[36] °• Ketika Senja Tenggelam Di Garis Cakrawala •°

250 36 0
                                    

Temaramnya cahaya lampu kamar Hema nyatanya menjadi saksi paling jelas dari cengiran lebar Hema sejak 30 menit yang lalu. Dia masih tengkurap di atas kasur, pandangannya masih saja jatuh pada layar ponsel yang menampilkan beberapa bubble chat. Kalo kata orang si, Hema lagi kasmaran.

Kaki yang ia tekuk, ia mainkan hanya untuk meluapkan perasaan menggelitik yang diteruskan oleh detak jantungnya. Seperti yang dibilang Kenzo beberapa waktu lalu, "abang klepek-klepek begitu abis nelen oli motor kah?"

Bocah yang tengah menyusui kucing-kucingnya itu ( menggunakan dot bayi kucing tentunya) seketika terheran-heran dengan perilaku aneh abangnya. Contohnya saja tadi sore, abangnya itu tau-tau menawarkan diri untuk memandikannya. Kenzo yang memang berpikir, mumpung abangnya sedang dalam mood oke, jadilah ia bersenang hati dimandikan abangnya. Dipikir-pikir, Kenzo males mandi sendiri.

Tapi alih-alih memandikan dengan cara yang benar, Hema justru ugal-ugalan dan brutal.

"Coba angkat tangannya, abang mau bersihin ketek Kenzo biar nggak bau sambel terasi."

Kenzo mendengus meski langsung menuruti perintah abangnya. "Tumben mandiin Kenzo sambil bawa hp? Biasanya juga hp di tinggal di sekolah."

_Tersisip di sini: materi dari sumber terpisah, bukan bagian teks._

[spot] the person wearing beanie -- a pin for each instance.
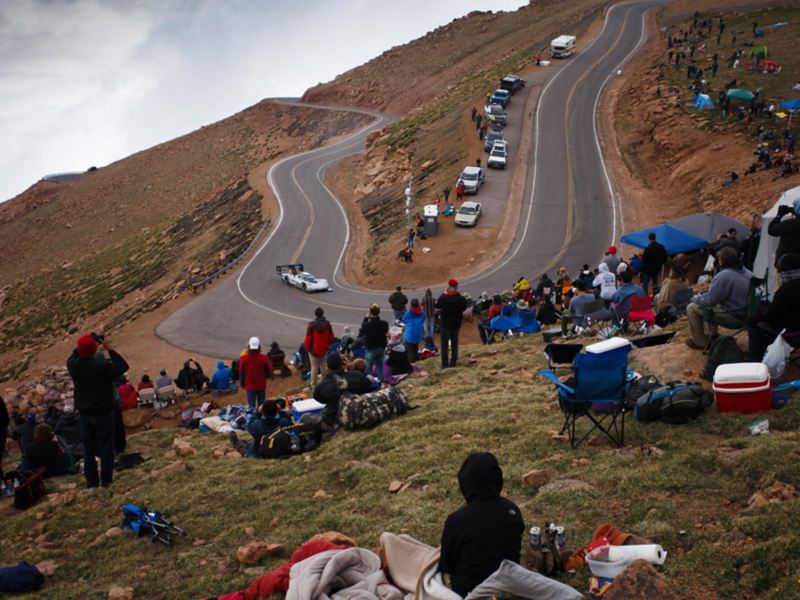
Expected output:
(319, 337)
(451, 305)
(254, 370)
(782, 312)
(221, 379)
(485, 531)
(414, 321)
(611, 259)
(93, 378)
(725, 301)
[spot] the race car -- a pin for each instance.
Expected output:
(295, 275)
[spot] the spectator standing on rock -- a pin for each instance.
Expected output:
(319, 337)
(93, 378)
(654, 258)
(254, 369)
(398, 301)
(452, 306)
(374, 331)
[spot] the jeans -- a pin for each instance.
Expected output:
(449, 346)
(256, 398)
(375, 358)
(97, 432)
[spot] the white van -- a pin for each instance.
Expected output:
(563, 46)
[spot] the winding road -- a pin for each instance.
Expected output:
(569, 213)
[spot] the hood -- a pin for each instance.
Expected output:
(480, 477)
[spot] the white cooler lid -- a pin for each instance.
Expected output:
(608, 345)
(741, 373)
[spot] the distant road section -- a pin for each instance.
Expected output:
(569, 213)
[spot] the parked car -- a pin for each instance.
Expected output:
(501, 97)
(468, 214)
(512, 83)
(472, 178)
(493, 136)
(498, 156)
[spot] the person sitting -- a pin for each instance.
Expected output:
(221, 379)
(45, 452)
(781, 314)
(278, 359)
(486, 531)
(726, 299)
(128, 396)
(622, 297)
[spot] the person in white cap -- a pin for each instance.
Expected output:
(254, 368)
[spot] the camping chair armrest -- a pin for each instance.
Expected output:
(554, 379)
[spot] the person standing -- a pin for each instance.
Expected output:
(452, 306)
(398, 301)
(93, 378)
(429, 310)
(654, 258)
(254, 368)
(319, 337)
(374, 330)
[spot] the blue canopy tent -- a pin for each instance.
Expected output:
(674, 240)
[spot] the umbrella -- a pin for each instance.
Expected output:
(739, 94)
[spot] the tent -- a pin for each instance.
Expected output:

"Bukan ditinggal, tapi ketinggalan."

"Iya ketinggalan karena emang nggak ada yang chat abang kan? Nggak berguna hp-nya."

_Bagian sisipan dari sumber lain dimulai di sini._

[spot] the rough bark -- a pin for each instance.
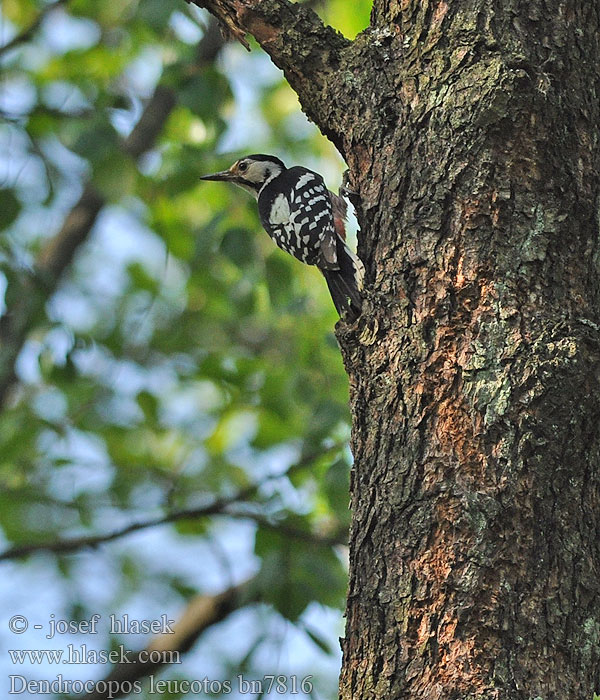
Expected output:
(472, 134)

Kontan Hema melotot. "Saran abang kamu jangan kebanyakan main sama Abang Dhika deh, mulutnya pedes banget kayak sambelnya Bu Sawiyah."

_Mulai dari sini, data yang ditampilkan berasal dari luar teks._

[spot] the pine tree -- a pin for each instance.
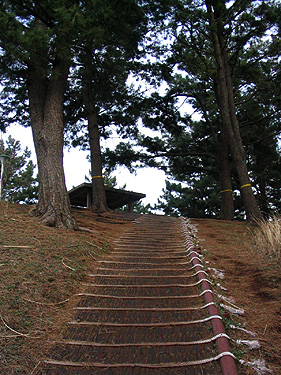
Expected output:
(19, 184)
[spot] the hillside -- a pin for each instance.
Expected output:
(42, 269)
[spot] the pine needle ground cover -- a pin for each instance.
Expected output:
(42, 269)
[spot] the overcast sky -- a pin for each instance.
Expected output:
(148, 181)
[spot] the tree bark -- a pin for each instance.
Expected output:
(227, 204)
(223, 165)
(99, 203)
(46, 95)
(225, 98)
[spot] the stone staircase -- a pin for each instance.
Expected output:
(142, 313)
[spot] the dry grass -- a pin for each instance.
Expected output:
(267, 239)
(41, 271)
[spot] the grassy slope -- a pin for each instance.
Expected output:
(42, 269)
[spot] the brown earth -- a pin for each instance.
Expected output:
(42, 269)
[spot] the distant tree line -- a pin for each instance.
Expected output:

"Sejak kapan Bu Sawiyah jualan sambel? Bukannya Bu Sawiyah jualan es teler durian, ya? Udah ganti bidang kah?"

"Lah sejak kapan ganti jadi es teler durian?" Hema justru kebingungan sendiri.

Belum selesai dengan pikirannya, Hema spontan memberi jarak dengan Kenzo. Bukan apa, tapi bocah itu terlihat menyipitkan mata curiga seraya mencondongkan badannya. Seakan-akan usahanya itu bisa membongkar seluruh isi kepala Hema.

"A-apaa?"

"Jujur aja deh sama Kenzo, abang ada hubungan gelap ya sama Bu Sawiyah?"

Hema tersedak ludahnya sendiri. "Busetttt, yang bener aja, Ken. Masa perjaka menggoda begini doyannya emak-emak bersuami. Dikira abang cowok apaan?"

"Ya itu kenapa bisa tau rasa sambel buatan Bu Sawiyah?"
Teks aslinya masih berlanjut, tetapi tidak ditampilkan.